Tra le figure retoriche del testo troviamo naturalmente onomatopee (“c’è un breve gre gre di
ranelle”; “Don… Don… E mi dicono, Dormi!”), allitterazioni ed anafore (anche a lunga distanza,
come per la ripresa del termine “sera” in chiusura di ogni strofa) che sottolineano, insieme con lo
schema rimico, i termini-chiave della poesia, e li propagano come in un “effetto eco”. Non
mancano metafore (“La nube nel giorno più nera”).
Poemetti:
Sono componimenti più ampi rispetto a quelli di Myricae e hanno un taglio più narrativo. Anche
qui assume un importante ruolo la vita in campagna e la rappresentazione della vita contadina,
che permette al poeta di celebrare valori tradizionali come la solidarietà familiare, la bontà e la
purezza morale. Il mondo rurale e di campagna di Pascoli è molto distante da quello tipicamente
verista di Verga, infatti è incredibilmente idealizzato e idillico, al contrario di quello del secondo,
che si concentra sulla miseria e sulla degradazione umana.
Nei Poemetti Pascoli si sofferma su aspetti umili e quotidiani, descrivendo con accuratezza il lavoro
nei campi. Questo, però, non vuole avere funzione di documentario, a viene utilizzato dal poeta
per dar vita alla bellezza e alla poesia delle piccole cose quotidiane.

Ideologia politica

Dall’adesione al socialismo alla fede umanitaria:


Durante gli anni universitari Pascoli subì l’influenza del socialismo che andava dilagando.
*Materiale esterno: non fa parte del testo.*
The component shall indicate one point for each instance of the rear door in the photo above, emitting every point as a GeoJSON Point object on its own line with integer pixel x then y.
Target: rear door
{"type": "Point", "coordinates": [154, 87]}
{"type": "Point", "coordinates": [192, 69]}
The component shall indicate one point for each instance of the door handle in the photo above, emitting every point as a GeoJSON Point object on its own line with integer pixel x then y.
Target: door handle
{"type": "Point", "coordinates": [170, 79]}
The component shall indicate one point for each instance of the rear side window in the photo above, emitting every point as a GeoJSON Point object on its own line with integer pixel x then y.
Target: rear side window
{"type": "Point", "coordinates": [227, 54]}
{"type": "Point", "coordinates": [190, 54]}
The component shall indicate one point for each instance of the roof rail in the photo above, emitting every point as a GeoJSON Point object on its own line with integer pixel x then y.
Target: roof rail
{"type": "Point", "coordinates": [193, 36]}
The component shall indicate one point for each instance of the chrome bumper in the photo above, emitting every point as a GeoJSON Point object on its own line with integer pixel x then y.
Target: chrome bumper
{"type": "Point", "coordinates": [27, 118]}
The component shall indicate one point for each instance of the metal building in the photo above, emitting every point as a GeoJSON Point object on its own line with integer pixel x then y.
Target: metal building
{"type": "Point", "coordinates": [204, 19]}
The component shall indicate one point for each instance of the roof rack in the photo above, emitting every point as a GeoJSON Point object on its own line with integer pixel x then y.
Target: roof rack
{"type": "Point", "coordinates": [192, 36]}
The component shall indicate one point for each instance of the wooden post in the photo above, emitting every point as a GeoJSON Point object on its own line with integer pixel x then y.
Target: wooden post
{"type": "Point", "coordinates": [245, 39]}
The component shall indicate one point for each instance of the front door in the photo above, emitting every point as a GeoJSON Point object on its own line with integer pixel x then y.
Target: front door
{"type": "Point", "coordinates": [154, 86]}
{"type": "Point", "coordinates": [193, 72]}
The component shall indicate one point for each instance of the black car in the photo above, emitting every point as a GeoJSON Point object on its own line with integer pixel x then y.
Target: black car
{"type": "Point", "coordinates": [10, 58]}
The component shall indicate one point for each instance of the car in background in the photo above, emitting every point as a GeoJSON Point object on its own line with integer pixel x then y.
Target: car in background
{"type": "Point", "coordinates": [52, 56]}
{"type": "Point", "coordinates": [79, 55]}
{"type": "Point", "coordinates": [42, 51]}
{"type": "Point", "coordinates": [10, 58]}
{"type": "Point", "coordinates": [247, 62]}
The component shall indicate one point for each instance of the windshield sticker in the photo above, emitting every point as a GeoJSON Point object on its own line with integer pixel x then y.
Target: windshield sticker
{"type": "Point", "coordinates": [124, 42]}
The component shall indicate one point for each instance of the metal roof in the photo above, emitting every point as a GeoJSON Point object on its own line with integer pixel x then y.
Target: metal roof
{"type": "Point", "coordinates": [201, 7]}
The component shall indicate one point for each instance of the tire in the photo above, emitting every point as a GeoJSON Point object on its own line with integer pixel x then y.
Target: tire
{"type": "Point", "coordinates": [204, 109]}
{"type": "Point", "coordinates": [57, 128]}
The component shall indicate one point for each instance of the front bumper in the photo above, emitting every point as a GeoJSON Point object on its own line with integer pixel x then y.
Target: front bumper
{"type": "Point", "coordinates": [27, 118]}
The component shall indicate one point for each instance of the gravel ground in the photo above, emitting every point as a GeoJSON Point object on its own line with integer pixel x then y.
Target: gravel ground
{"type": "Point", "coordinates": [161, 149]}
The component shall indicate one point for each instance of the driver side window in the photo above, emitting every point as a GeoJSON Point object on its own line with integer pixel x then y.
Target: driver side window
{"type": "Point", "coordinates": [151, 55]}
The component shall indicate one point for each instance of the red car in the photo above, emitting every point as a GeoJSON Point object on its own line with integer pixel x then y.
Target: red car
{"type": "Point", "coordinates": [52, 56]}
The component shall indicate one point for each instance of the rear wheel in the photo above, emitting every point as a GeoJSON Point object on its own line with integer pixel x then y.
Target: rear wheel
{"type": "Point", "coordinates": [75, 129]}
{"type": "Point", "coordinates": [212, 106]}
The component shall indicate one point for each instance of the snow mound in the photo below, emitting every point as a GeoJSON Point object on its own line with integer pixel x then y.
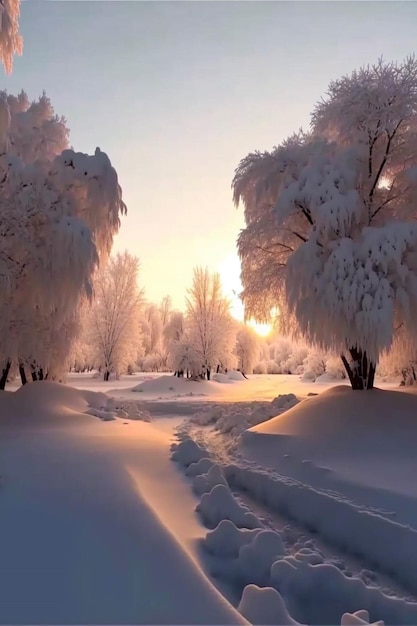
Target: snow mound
{"type": "Point", "coordinates": [264, 607]}
{"type": "Point", "coordinates": [230, 377]}
{"type": "Point", "coordinates": [174, 386]}
{"type": "Point", "coordinates": [321, 594]}
{"type": "Point", "coordinates": [226, 539]}
{"type": "Point", "coordinates": [221, 378]}
{"type": "Point", "coordinates": [235, 375]}
{"type": "Point", "coordinates": [386, 543]}
{"type": "Point", "coordinates": [359, 618]}
{"type": "Point", "coordinates": [188, 452]}
{"type": "Point", "coordinates": [234, 419]}
{"type": "Point", "coordinates": [204, 483]}
{"type": "Point", "coordinates": [309, 556]}
{"type": "Point", "coordinates": [347, 432]}
{"type": "Point", "coordinates": [256, 558]}
{"type": "Point", "coordinates": [339, 412]}
{"type": "Point", "coordinates": [201, 467]}
{"type": "Point", "coordinates": [46, 403]}
{"type": "Point", "coordinates": [220, 504]}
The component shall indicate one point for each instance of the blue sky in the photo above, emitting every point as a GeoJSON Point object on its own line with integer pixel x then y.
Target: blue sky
{"type": "Point", "coordinates": [178, 92]}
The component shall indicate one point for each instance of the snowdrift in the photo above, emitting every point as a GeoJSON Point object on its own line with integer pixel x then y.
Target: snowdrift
{"type": "Point", "coordinates": [52, 404]}
{"type": "Point", "coordinates": [347, 431]}
{"type": "Point", "coordinates": [95, 519]}
{"type": "Point", "coordinates": [172, 385]}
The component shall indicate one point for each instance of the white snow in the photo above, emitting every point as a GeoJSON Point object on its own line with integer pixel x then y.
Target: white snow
{"type": "Point", "coordinates": [82, 495]}
{"type": "Point", "coordinates": [94, 520]}
{"type": "Point", "coordinates": [226, 539]}
{"type": "Point", "coordinates": [264, 606]}
{"type": "Point", "coordinates": [220, 504]}
{"type": "Point", "coordinates": [204, 483]}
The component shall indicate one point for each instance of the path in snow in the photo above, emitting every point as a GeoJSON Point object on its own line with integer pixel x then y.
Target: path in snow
{"type": "Point", "coordinates": [295, 534]}
{"type": "Point", "coordinates": [96, 525]}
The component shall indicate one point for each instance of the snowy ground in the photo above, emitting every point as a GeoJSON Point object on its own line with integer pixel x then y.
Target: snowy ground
{"type": "Point", "coordinates": [299, 518]}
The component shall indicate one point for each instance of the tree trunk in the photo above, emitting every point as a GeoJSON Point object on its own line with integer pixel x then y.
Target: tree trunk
{"type": "Point", "coordinates": [5, 373]}
{"type": "Point", "coordinates": [361, 372]}
{"type": "Point", "coordinates": [22, 374]}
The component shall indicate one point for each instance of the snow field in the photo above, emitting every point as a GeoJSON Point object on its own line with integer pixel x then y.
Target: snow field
{"type": "Point", "coordinates": [389, 545]}
{"type": "Point", "coordinates": [235, 420]}
{"type": "Point", "coordinates": [220, 504]}
{"type": "Point", "coordinates": [280, 588]}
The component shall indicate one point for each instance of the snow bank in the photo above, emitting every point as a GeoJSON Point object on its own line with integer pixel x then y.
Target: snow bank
{"type": "Point", "coordinates": [201, 467]}
{"type": "Point", "coordinates": [220, 504]}
{"type": "Point", "coordinates": [170, 386]}
{"type": "Point", "coordinates": [98, 525]}
{"type": "Point", "coordinates": [53, 404]}
{"type": "Point", "coordinates": [235, 375]}
{"type": "Point", "coordinates": [302, 586]}
{"type": "Point", "coordinates": [389, 545]}
{"type": "Point", "coordinates": [234, 419]}
{"type": "Point", "coordinates": [264, 607]}
{"type": "Point", "coordinates": [204, 483]}
{"type": "Point", "coordinates": [256, 558]}
{"type": "Point", "coordinates": [226, 539]}
{"type": "Point", "coordinates": [359, 618]}
{"type": "Point", "coordinates": [188, 452]}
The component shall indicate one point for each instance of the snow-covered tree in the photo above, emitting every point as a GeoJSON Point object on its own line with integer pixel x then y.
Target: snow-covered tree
{"type": "Point", "coordinates": [114, 333]}
{"type": "Point", "coordinates": [165, 309]}
{"type": "Point", "coordinates": [247, 349]}
{"type": "Point", "coordinates": [59, 211]}
{"type": "Point", "coordinates": [210, 327]}
{"type": "Point", "coordinates": [331, 236]}
{"type": "Point", "coordinates": [11, 42]}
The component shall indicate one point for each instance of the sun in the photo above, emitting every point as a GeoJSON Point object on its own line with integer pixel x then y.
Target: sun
{"type": "Point", "coordinates": [261, 328]}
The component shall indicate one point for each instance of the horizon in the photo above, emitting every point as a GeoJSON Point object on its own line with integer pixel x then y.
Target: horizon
{"type": "Point", "coordinates": [187, 91]}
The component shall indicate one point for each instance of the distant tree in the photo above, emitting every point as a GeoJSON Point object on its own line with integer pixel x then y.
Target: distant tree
{"type": "Point", "coordinates": [331, 235]}
{"type": "Point", "coordinates": [59, 211]}
{"type": "Point", "coordinates": [172, 334]}
{"type": "Point", "coordinates": [11, 42]}
{"type": "Point", "coordinates": [210, 328]}
{"type": "Point", "coordinates": [165, 309]}
{"type": "Point", "coordinates": [247, 349]}
{"type": "Point", "coordinates": [114, 333]}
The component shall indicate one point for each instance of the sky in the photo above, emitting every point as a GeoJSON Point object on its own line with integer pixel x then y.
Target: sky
{"type": "Point", "coordinates": [177, 93]}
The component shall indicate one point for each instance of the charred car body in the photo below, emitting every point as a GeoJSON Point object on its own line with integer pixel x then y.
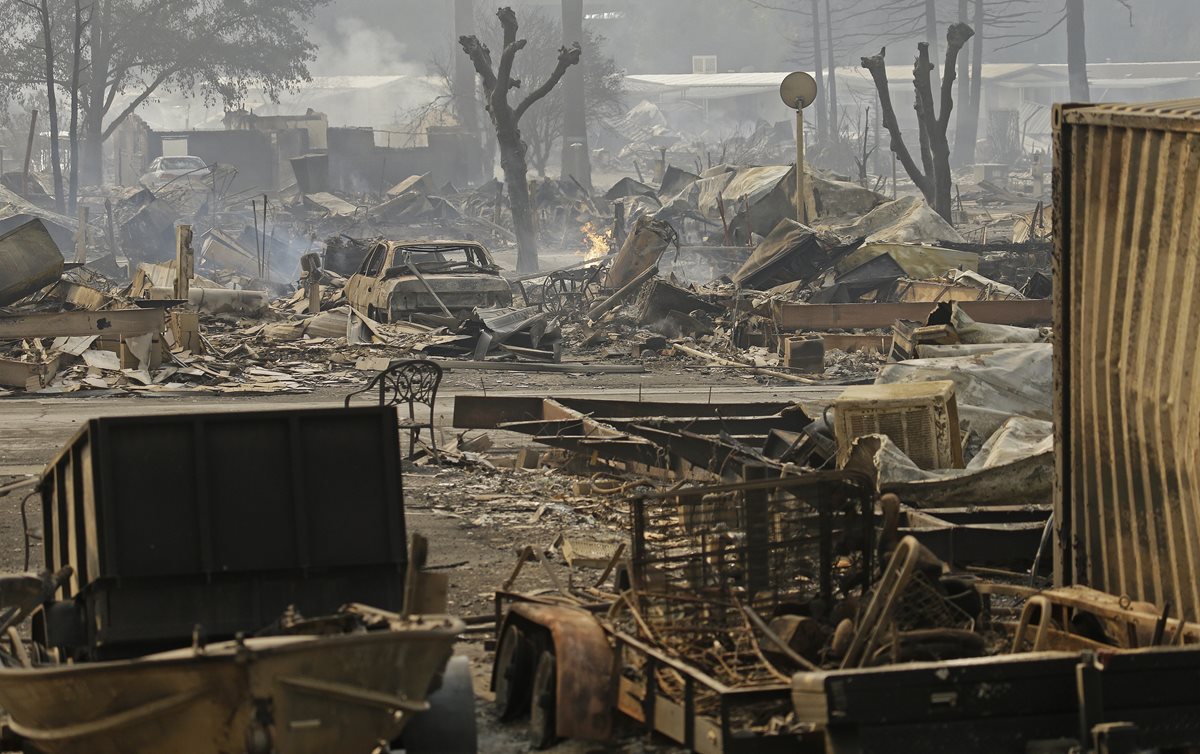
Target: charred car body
{"type": "Point", "coordinates": [400, 279]}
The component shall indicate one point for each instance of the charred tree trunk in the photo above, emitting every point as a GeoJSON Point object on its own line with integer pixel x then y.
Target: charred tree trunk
{"type": "Point", "coordinates": [834, 113]}
{"type": "Point", "coordinates": [1077, 52]}
{"type": "Point", "coordinates": [931, 37]}
{"type": "Point", "coordinates": [73, 131]}
{"type": "Point", "coordinates": [53, 105]}
{"type": "Point", "coordinates": [817, 64]}
{"type": "Point", "coordinates": [497, 82]}
{"type": "Point", "coordinates": [935, 180]}
{"type": "Point", "coordinates": [961, 135]}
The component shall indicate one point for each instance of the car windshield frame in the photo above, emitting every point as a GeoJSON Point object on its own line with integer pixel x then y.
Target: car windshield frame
{"type": "Point", "coordinates": [432, 258]}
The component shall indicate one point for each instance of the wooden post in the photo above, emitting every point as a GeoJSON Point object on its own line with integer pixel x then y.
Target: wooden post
{"type": "Point", "coordinates": [29, 154]}
{"type": "Point", "coordinates": [82, 234]}
{"type": "Point", "coordinates": [185, 261]}
{"type": "Point", "coordinates": [313, 294]}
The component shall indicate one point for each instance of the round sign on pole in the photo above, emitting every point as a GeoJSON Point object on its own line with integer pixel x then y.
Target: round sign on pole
{"type": "Point", "coordinates": [798, 90]}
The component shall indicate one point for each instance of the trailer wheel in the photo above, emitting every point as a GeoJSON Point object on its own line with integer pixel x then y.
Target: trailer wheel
{"type": "Point", "coordinates": [514, 674]}
{"type": "Point", "coordinates": [543, 724]}
{"type": "Point", "coordinates": [448, 726]}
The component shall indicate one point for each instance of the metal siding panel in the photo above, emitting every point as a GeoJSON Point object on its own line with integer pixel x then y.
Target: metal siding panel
{"type": "Point", "coordinates": [1128, 420]}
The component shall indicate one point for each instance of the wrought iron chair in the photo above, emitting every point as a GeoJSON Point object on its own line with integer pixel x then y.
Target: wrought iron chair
{"type": "Point", "coordinates": [412, 382]}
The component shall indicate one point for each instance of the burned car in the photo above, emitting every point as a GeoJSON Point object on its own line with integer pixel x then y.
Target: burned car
{"type": "Point", "coordinates": [400, 279]}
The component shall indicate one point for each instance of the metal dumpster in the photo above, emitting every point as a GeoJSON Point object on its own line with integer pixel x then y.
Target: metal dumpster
{"type": "Point", "coordinates": [1127, 387]}
{"type": "Point", "coordinates": [215, 524]}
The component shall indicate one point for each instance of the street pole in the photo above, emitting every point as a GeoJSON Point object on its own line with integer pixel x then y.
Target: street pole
{"type": "Point", "coordinates": [802, 210]}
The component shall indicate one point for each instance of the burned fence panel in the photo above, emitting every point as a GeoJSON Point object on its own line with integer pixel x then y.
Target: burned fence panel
{"type": "Point", "coordinates": [1127, 389]}
{"type": "Point", "coordinates": [222, 521]}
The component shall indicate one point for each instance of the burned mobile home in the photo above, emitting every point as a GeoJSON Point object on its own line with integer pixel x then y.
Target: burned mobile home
{"type": "Point", "coordinates": [397, 280]}
{"type": "Point", "coordinates": [323, 429]}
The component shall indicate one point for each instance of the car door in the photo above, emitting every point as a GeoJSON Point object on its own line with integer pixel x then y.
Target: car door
{"type": "Point", "coordinates": [360, 287]}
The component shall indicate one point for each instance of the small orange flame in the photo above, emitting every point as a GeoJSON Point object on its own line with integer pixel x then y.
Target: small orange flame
{"type": "Point", "coordinates": [598, 244]}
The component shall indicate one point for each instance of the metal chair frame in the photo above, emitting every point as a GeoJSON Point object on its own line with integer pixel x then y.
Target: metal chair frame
{"type": "Point", "coordinates": [412, 382]}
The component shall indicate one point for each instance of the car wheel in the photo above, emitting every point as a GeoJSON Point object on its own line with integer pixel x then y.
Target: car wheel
{"type": "Point", "coordinates": [543, 702]}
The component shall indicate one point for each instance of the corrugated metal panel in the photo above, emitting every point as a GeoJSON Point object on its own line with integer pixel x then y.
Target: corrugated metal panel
{"type": "Point", "coordinates": [1127, 378]}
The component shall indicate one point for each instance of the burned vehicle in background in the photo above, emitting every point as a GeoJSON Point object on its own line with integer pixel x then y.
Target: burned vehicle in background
{"type": "Point", "coordinates": [400, 279]}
Questo
spirito anarchico era causato dalle ingiustizie della declassazione e dalle inquietudini dovute
all’avanzata della civiltà industriale, che toglieva sempre più prestigio alla cultura tradizionale.
L’autore, proveniente dalla piccola borghesia, declassato e impoverito, si ritrovava perfettamente
nello spirito ribelle che avevano tanti giovani del suo ceto, impegnati in proteste contro la società.
Le ingiustizie più grandi che Pascoli portava con sé e alle quali tentava di porre giustizia erano,
però, l’uccisione del padre, la caduta in povertà della famiglia ed il susseguirsi di lutti avvenuti negli
anni seguenti: tutto ciò gli sembrava frutto di un meccanismo al quale avrebbe posto rimedio
solamente ribellandosi. Finì, durante una manifestazione governativa, arrestato. Questo gli causò
profondissimi traumi.
L’anno in cui Pascoli fu processato fu anche l’anno della svolta socialista, che si avvicinava sempre
più alle ideologie di Marx. Pascoli, che desiderava ardentemente un affratellamento di tutti gli
uomini, non rinnegò gli ideali socialisti, ma li trasformò in una generica fede umanitaria. Il
Socialismo quindi diventa, per lui, un appello alla bontà e all’amore.
Secondo l’autore, per raggiungere l’armonia, ogni classe sociale avrebbe dovuto mantenere la
propria fisionomia e collocazione, ma avrebbe dovuto collaborare con le altre con fraternità e
amore. Era essenziale che tutti si accontentassero di ciò che avevano, ed essere felici anche del
poco.
Per Pascoli, però, il poco è preferibile al molto, ed il piccolo al grande, questo perché la felicità è
raggiungibile solo nel modesto podere. Con questo ragionamento il poeta mitizza il mondo dei
piccoli proprietari agricoli, ceto che, causa del capitalismo, stava sempre di più scomparendo.

Nazionalismo
L’ideologia di pascoli si basa sul concetto del nucleo familiare, che si raccoglie all’interno di una
piccola proprietà, ogni membro estremamente legato all’altro. Ma questo senso del nido, chiuso
ed esclusivo, si amplia ad abbracciare tutta la nazione. È qui che si collocano le radici del
nazionalismo pascoliano. Per questo motivo Pascoli risente molto del dramma dell’emigrazione:
l’italiano è costretto a lasciare la patria come colui che viene strappato dal nido.
La tragedia dell’emigrazione porta Pascoli a far proprio un concetto molto sviluppato dell’epoca:
esistono nazioni “capitaliste”, ricche e potenti, e azioni “proletarie”, povere e oppresse, che non
sanno sfamare i propri figli (come l’Italia). L’autore arriva quindi ad ammettere la legittimità delle
guerre condotte da nazioni proletarie, che diventano quindi non guerre d’offesa ma guerre di
difesa, portate avanti per dar lavoro ai loro figli più poveri e per tanto sacrosante.
Sulla base di questi principi Pascoli appoggerà la guerra in Libia (1911), celebrandola come
momento di riscatto dell’Italia.
Il poeta, quindi, fonde insieme socialismo umanitario e nazionalismo colonialistico.